T’Pol removed the wrapping paper and raised the heavy crystal, turning it so the light refracted over its surface. She lowered it and found the IDIC indentation.

“Trip, this is exquisite work. An IDIC made on Earth?”

“It is actually an IDIC holder,” he told her. “For the formal presentation IDIC that is made on Vulcan. I will get one for you next Christmas.”

“Thank you. But no need. You will understand when you open your gift.” T’Pol reached behind her and gave Trip a small package wrapped in a piece of Triaxian silk.

Trip unwound the silk exposing the gleam of gold, Vulcan gold mined in The Forge. The IDIC was the work of Vulcan goldsmiths from centuries ago.

“This must be a family heirloom. T’Pol, you should have kept it.”

“But I am keeping it, for I am keeping you.”

Trip grinned. He placed the IDIC in the crystal base, a perfect fit. “I guess these were meant for each other, as we are meant for each other.”

“Is the crystal holder also a family heirloom?” T’Pol asked.

“Yes, it was given to me by a very special person who has left the material world but is very much with us in spirit”.

“As this IDIC was also given by one who has departed the flesh, yet remains here with us.”

T’Pol grabbed Trip’s head in both her hands as he squatted between her and the tree, almost upsetting his balance. She kissed his forehead, then looked closely into his eyes. “Shall we open the rest?”

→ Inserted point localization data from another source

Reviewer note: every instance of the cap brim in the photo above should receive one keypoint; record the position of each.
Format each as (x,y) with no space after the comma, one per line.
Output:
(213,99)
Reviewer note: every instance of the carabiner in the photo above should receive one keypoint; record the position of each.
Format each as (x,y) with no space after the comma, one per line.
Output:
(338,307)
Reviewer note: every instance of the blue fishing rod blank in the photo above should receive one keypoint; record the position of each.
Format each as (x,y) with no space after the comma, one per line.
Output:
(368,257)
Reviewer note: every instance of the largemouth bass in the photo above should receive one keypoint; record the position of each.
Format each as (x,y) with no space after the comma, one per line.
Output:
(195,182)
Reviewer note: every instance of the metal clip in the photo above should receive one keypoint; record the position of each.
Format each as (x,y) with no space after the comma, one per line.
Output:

“They can wait a few minutes while I return that kiss. They can wait, because family is forever.”

The End

Notes: I guess that everyone probably knows that APO addresses are military addresses. Motor Killer is a nickname for the Coast Guard MK mechanic rating. So I am assuming Starfleet adopted some Coast Guard protocol as well as Navy. I hope everyone is okay with a Christmas story from an out-of-the-broom-closet Pagan Witch. Have a great holiday everyone…God and Goddess bless!


Comments:

Dinah
What a lovely story and a very nice twist to a classic tale by O'Henry. I look forward to reading your next story.
Linda
I really appreciate all your comments! I guess I am on the right track with my writing, lately. And that Distracted saw the connection to O'Henry's story without noticing my mention of it in the summary is very cool. It means the connection worked.
Sash
This is really lovely, Linda. Thanks for sharing it!
Distracted
I just noticed your summary. Duh. :roll:
Distracted
Very nice, Linda. Sort of O. Henryish with its exchange of precious gifts that neither of them can use because they've given up the one thing that goes with it. Unless they join forces, of course. Good story.
Asso
Believe me, Linda. This story is as delicate as a feather! It is capable of stirring deep and sweet feeling. And you have been capable of picturing the intimacy of Trip and T'Pol's relationship, making us aware of their being... a family!:p
justTrip'n
You got me with that last line: "because family if forever." Very nice!